Organoids were cultured from crypts isolated from the proximal 10 cm of small intestine (duodenum) from 8 to 12 week old BALB/c and MIF-deficient mice. Briefly, the duodenum was cut into 2 mm pieces and washed 3 times with cold PBS before incubation with 2 mM EDTA in PBS for 30 min at 4 °C. After removal of EDTA solution, cold PBS was added and crypts isolated from basal membrane by pipetting. This procedure was repeated with more vigorous pipetting to create 6 fractions. Fractions with enriched crypts were identified using microscopy and pooled through a 70 μm cell strainer (Greiner) and crypts were then pelleted at 300 g for 3 min at 4 °C. Crypts were resuspended and centrifuged at 100 g for 3 min at 4 °C to separate from single cells. The pellet was then resuspended in 10 ml Basic Medium, composed of Advanced DMEM/F12 (Gibco) supplemented with 1% PenStrep, 1% L-glutamine and 10 mM HEPES (all Gibco). Crypt numbers were counted by microscopy, and 500 crypts in 40 μl Matrigel (Corning) were seeded into each well of a 24-well flat-bottomed plate (Corning). After incubation for 10 min at 37 °C, wells received 400 μl of complete crypt medium, composed of Basic Medium plus 50 ng/mL murine EGF (Invitrogen), 100 ng/mL murine Noggin (Peprotech) and 500 ng/ml murine R-spondin-1 (R&D). For initial plating only, 3 μM CHIR99021 (Miltenyi) was added. Crypts were then cultured at 37 °C in 5% CO2, medium changed every 2–3 d and organoids passaged once a week by dissociation and washing in cold Basic Medium, re-seeding at 500 crypts per well in 40 μl Matrigel. Organoids were passaged at least 3 times and seeded out in 4- or 8-well chamber slides (Thermo Scientific) before use in stimulations and microscopy. Organoids were stimulated with IL-4 (Miltenyi) and IL-13 (Peprotech) at 400 ng/mL and murine MIF (R&D) at 10 μg/mL for 48 h before fixation and staining.

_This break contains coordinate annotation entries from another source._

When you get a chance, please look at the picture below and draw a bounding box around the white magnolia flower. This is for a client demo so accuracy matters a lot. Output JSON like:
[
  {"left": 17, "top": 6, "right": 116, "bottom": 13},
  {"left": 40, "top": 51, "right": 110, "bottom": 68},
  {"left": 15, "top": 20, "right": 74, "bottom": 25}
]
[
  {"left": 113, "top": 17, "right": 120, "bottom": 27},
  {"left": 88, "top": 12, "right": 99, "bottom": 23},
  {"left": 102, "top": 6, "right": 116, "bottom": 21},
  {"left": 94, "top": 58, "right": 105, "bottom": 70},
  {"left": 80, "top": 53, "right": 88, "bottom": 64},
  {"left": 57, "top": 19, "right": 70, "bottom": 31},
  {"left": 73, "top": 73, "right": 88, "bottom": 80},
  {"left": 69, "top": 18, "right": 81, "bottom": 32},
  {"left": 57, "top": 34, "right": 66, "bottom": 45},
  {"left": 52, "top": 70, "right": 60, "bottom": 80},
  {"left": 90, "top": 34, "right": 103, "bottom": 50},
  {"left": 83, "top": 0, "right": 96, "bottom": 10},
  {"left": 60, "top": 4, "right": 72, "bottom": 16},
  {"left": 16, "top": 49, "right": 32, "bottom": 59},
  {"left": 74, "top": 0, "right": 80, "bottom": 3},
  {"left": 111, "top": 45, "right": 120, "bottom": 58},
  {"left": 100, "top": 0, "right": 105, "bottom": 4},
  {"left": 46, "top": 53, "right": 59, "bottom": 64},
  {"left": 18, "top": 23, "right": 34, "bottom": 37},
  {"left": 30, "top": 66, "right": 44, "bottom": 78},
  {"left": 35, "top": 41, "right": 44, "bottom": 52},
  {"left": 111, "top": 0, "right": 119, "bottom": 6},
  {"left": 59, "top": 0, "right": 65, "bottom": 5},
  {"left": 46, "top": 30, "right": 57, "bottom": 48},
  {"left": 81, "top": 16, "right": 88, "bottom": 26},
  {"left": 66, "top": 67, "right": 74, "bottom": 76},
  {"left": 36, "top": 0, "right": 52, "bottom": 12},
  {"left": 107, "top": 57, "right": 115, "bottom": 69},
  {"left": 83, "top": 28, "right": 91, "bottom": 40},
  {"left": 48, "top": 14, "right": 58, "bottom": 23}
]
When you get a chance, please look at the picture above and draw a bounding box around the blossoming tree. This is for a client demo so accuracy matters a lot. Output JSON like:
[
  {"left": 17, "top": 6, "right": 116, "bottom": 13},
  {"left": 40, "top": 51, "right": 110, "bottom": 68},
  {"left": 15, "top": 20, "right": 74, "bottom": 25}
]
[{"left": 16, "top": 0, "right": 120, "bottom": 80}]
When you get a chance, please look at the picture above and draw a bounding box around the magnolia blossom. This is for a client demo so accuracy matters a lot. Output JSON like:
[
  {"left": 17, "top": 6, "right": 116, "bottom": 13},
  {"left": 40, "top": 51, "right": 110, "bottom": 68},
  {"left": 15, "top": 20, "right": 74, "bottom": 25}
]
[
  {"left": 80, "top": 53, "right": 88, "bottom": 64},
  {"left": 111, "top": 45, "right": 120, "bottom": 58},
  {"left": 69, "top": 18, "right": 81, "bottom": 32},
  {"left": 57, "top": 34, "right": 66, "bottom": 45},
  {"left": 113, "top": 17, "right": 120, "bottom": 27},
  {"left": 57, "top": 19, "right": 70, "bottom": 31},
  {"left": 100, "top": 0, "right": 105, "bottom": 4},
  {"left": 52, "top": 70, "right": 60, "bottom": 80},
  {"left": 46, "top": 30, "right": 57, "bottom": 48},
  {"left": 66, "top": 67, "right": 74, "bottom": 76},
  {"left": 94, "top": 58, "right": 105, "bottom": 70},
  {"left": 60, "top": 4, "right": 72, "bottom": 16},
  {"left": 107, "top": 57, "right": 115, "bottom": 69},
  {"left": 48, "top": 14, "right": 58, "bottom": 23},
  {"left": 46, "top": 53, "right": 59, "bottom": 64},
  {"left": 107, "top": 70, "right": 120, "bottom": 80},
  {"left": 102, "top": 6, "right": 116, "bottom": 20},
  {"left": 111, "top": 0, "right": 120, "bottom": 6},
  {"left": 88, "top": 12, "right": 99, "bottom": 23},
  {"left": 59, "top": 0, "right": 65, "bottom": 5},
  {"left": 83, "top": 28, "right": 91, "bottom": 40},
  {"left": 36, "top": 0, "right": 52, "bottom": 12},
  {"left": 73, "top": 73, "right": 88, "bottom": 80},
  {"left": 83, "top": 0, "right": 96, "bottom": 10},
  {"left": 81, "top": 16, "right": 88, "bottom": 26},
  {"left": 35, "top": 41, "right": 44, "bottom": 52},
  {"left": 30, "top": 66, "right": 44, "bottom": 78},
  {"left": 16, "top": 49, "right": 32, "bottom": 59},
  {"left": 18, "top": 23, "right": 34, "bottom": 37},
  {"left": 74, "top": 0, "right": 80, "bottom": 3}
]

Organoid immunofluorescence staining

For immunofluorescence staining, cultured organoids were washed in PBS twice and then fixed in 4% paraformaldehyde for 20 min at room temperature. Organoids were then permeabilized with PBS containing 0.5% Triton X-100 for 10 min at 4 °C, followed by rinsing 3 times with PBS containing 100 mM glycine. Organoids were blocked with IF buffer (PBS containing 0.1% BSA, 0.2% Triton X-100, 0.05% Tween-20 and 10% FCS) for 1 h at room temperature before incubation with 1/1000 anti-mouse Dclk1 (Abcam) in antibody diluent (Invitrogen) at 4 °C overnight. After rinsing 3 times with IF buffer, slides were incubated with anti-rabbit FITC (Dako) for 1 h at room temperature. Slides were then washed with IF buffer followed by 3 rinses with PBS before being mounted with Vectashield mounting media containing DAPI (Vector Laboratories). Slides were imaged using DeltaVision Core microscope and softWoRx software (GE Healthcare). Resulting image files were analysed using ImageJ/Fiji85.

Software and statistics

All statistical analyses were performed using Prism 7 (Graphpad Software Inc.). Error bars on graphs display mean and standard errors of the mean (SEM). For comparisons of two groups Student’s t test was used, and for multiple comparisons, ANOVA including Sidak’s correction; in some cases nonparametric statistics were applied. n.s. = not significant, *P < 0.05, **P < 0.01, ***P < 0.001.